The following table summarizes the experiments we performed.
| Experiment | Guy | Description | F1 Score | Precision | Remember |
| 1 | One stage model | Object detection model to detect missing holes in full images | 0.468 | 0.75 | 0.34 |
| 2 | One stage model | Object detection model to detect healthy pins and missing holes in cropped images | 0.967 | 0.989 | 0.945 |
| 3 | Two-stage model | Stage 1: Object detection on all pins | 1,000 | 0.999 | 1,000 |
| Stage 2: Classification of images of healthy pins or missing holes | 1,000 | 1,000 | 1,000 | ||
| End-to-end average | 1,000 | 0.9995 | 1,000 |
inference pipeline
You can use the following architecture to implement the one- and two-stage models we describe in this post. The following main components are involved:
For single-stage models, you can send an input image to the API Gateway endpoint, followed by Lambda for any basic image preprocessing, and route it to the Rekognition Custom Labels trained model endpoint. In our experiments, we explore one-stage models that can detect only missing holes, missing holes, and healthy pins.

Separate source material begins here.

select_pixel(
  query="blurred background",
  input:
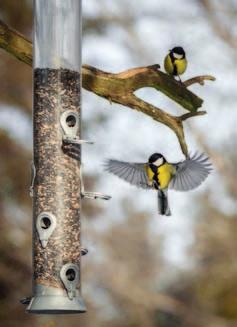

For two-stage models, you can similarly push an image to the API Gateway endpoint, followed by Lambda. Lambda acts as an orchestrator that first calls the object detection model (trained with custom Rekognition tags), which generates the region of interest. The original image is then cropped in the Lambda function and sent to another Rekognition custom label classification model to detect defects in each cropped image.
Conclusion
In this post, we train one- and two-stage models to detect missing holes in PCBs using custom Rekognition tags. We report results for several models; In our case, the two-stage models outperformed other variants. We encourage customers with high-resolution images from other domains to test model performance with one- and two-stage models. Additionally, consider the following ways to extend the solution:
- Sliding window snippets for your real data sets
- Reuse your object detection models in the same process
- Pre-labeling workflows using bounding box predictions
About the authors
Andreas Karagounis is a data science manager at Accenture. She has a master’s degree in Computer Science from Brown University. She has a background in computer vision and works with clients to solve their business challenges using data science and machine learning.
Yogesh Chaturvedi is a Principal Solutions Architect at AWS with a focus on computer vision. He works with clients to address their business challenges using cloud technologies. Outside of work, he enjoys hiking, traveling, and watching sports.
Shreyas Subramanian is a Principal Data Scientist and helps clients by using machine learning to solve their business challenges using the AWS platform. Shreyas has experience in large-scale optimization and machine learning, and using machine learning and reinforcement learning to accelerate optimization tasks.
Selimcan “Can” Sakar is a cloud developer and solutions architect at AWS Accenture Business Group with a focus on emerging technologies such as GenAI, ML, and blockchain. When he’s not watching models converge, he can be seen riding a bicycle or playing the clarinet.